The Government has today announced a two-strand competition totalling £41.5m to kick-start commercial self-driving use cases.
The "Commercialising Connected and Automated Mobility" competition will be run by Innovate UK and CCAV and has two funding streams:
- Strand 1: Commercialising Connected and Automated Mobility: Deployments (£40m)
- Strand 2: Commercialising Connected and Automated Mobility: Mass Transit (£1.5m)
The Deployments competition offers the opportunity to support development of commercial logistics as well as passenger use cases and includes use cases on private land to which the public do not have access. Potential use cases therefore involve the likes of delivery vehicles and depot movements as well as airport and port use cases.
The Mass Transit competition is designed to fund feasibility studies into the potential of automated transport on segregated infrastructure to deliver mass transit options in ways that may be more sustainable and commercial than, for example, a railway or conventional busway.

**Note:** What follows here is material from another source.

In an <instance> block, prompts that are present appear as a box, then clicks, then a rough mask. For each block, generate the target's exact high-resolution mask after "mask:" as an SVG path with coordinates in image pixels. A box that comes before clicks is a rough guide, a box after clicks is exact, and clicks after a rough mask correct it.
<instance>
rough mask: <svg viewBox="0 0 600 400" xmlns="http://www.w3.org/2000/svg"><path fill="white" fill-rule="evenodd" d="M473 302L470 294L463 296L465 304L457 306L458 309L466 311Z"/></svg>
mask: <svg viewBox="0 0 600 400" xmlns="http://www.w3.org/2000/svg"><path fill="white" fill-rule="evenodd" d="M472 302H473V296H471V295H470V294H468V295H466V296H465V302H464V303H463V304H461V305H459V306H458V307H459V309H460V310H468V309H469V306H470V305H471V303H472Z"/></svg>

This competition follows on the heels of the Government's consultation this year on allowing non-physical guided transport modes to be authorised by a Transport and Works Act order in England and Wales.
Whilst the UK prepares to introduce self-driving cars to public roads (initially through Automated Lane Keeping Systems) following the Law Commissions' conclusion of their legal review into automated vehicles, these competitions are a welcome reinforcement of the general application of the technology and its potential for commercial deployment to transport goods or people not just in public space but in private space as well.
Types of self-driving vehicles that could be deployed include delivery vans, passenger buses, shuttles and pods, as well as vehicles that move people and luggage at airports and containers at shipping ports.